The National Health Insurance Law (NHIL) of 1995 [1] ensures basic health coverage for every resident of the country and defines the government’s accountability to provide optimal health services to all persons without discrimination. According to the law: “Medical insurance… shall be based on principles of justice, equality and mutual assistance”. All residents have the right to register as a member of one of four Health Maintenance Organizations (HMOs) of his/her choice, free of any preconditions or limitations stemming from his/her age or other variables associated with the state of his/her health.

A recent addendum to the NHIL now includes 16–18 year olds, thus covering all children, ages 0–18. Elderly people, over 75 years of age, are now expected to be granted basic oral health care services in the near future.

Representatives of the Israel Health Ministry (Natapov et al) have published a manuscript describing the dental status, visits, functional ability and dietary intake of the elderly in Israel. [2] The article presents a broad depiction of dental health and its determinants among Israeli elderly, and it argues that including this age segment of the population is indicated and essential.

The World Health Organization (WHO) Alma Atta Declaration of 1978 describes the essential value of “Health for All” [3]. The WHO Ottawa Charter of 1986 declared that “Health promotion action aims at reducing differences in current health status and ensuring equal opportunities and resources to enable all people to achieve their fullest health potential” [4]. It should be noted that “all people” are mentioned without any limitation to age.

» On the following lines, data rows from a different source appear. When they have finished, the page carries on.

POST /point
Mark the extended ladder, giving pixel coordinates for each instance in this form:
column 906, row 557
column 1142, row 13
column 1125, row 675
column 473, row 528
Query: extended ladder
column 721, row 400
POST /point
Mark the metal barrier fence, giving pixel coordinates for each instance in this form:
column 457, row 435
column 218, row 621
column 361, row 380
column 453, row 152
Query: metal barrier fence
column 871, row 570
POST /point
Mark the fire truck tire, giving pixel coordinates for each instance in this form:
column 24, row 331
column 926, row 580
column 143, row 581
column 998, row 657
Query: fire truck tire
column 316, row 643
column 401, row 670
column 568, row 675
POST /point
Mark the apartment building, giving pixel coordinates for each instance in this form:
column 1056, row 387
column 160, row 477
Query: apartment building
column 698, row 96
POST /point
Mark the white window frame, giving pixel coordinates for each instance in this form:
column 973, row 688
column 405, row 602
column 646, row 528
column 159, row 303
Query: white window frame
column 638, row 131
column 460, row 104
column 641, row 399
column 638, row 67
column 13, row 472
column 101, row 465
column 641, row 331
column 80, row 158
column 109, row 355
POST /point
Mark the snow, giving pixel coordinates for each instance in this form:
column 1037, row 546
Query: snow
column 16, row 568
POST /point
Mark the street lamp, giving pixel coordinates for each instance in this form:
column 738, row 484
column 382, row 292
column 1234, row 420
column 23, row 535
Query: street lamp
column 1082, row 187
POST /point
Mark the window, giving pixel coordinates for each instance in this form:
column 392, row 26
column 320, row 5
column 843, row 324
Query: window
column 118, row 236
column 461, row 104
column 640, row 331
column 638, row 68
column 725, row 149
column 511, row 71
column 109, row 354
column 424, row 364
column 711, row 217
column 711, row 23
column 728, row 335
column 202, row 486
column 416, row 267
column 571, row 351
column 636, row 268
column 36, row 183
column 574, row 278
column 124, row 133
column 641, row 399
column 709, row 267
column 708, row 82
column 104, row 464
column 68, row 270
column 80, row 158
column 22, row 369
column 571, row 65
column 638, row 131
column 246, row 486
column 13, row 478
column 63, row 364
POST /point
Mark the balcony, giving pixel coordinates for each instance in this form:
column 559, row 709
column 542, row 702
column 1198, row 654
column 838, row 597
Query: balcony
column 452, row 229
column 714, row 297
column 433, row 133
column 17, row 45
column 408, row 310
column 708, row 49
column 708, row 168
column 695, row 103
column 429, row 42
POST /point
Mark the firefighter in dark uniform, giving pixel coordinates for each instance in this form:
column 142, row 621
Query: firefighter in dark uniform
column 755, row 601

We do not challenge the special right of treating the young and the old. The vast majority of health and disease including oral health is a life course continuum. It commences and originates among the younger age groups. The elderly have unique needs, related often to low socio-economic status and prolonged chronic complications of pre-existing pathologies [5,6,7]. We have no intention to ignore the overriding moral ethic in Israel, and many other countries, which indicates taking care of the elderly.

Oral diseases are chronic, debilitating, cumulative and increasingly severe with age [8]. This escalation occurs throughout life, without exclusion of the years of adulthood (ages 19–74), which are currently ignored in the Israeli NHIL.

For example, periodontal (gum) disease usually evolves after inferior oral hygiene and development of dental caries (cavities). It emanates from a sweet diet among other factors [9]. Both of these major oral pathologies, caries and periodontal disease, originate in early childhood, as do their related health behaviors. Later on in life, health behavior habits are exceedingly difficult to change.

The epidemiological literature has clearly demonstrated a strong association between dental and general health [10]. This includes the relationship between caries and periodontal (gum) disease and obesity, chronic heart disease, diabetes, pulmonary infection, a wide range of conditions, including septicemia, mental pathologies, premature childbirth, and more. A “Common Risk Factors” approach has been advocated. [11] This include factors such as smoking, excessive sweet diet, and others. As examples, smoking causes a wide range of medical diseases, but also periodontal disease; sweet food consumption causes diabetes and obesity, but also dental caries. The large proportion of these common risks, and their consequences, involve adulthood.

Originally, the Israeli NHIL was based upon the principle of health for all, but it did not include any dental health component until 2010. Then, the addition focused on younger age groups, and not on the entire population [12].

Unfortunately, a large-scale survey focusing on middle aged adults’ dental status and needs has never been conducted in Israel. This reflects the inadequate attention to the adult age group, concerning dental health.

While the early age groups can be regarded as of paramount importance, ages 18–75 years, the ages that account for the majority of the population, cannot be ignored. This middle age group contributes the major work and financial contribution to the strength, stability and growth of the economy. Younger adults, experiencing inferior dental care, often due to problems of high costs and inaccessibility, very likely will be faced with complications of edentulousness (lack of all or most teeth). This, in turn, will place an even heavier weight on the health care system.

The bulk of dental care is delivered to adults. This includes a significant price tab that includes issues of work hours lost, adequate supply of dentists, hygienists and dental technicians, and a significant influence on quality of life.

An obvious question is what the price tag of our proposal would be. In any location, governments are faced with a budget priority dilemma. Israel is a small country with a wide range of national security and welfare needs. The government shareholders are obligated to justify each and every extra cost.

The present commentary has not calculated the extra cost of covering middle aged dental needs. Although in the past, changes in the dental health package have been based solely on political and social considerations, since we believe that it is important to provide dental coverage and care to the entire adult population, we also believe it is important to evaluate the implications, including economic implications, of doing so and would urge the government with its responsibility for the overall health of the population to do this.


The basic rationale and philosophy of the Israeli NHIL does not mention any age limitations. Dentistry has always been the exception to the rule, however the present age gap from 19 to 74 cannot be justified on a scientific, epidemiologic, health, or ethical basis.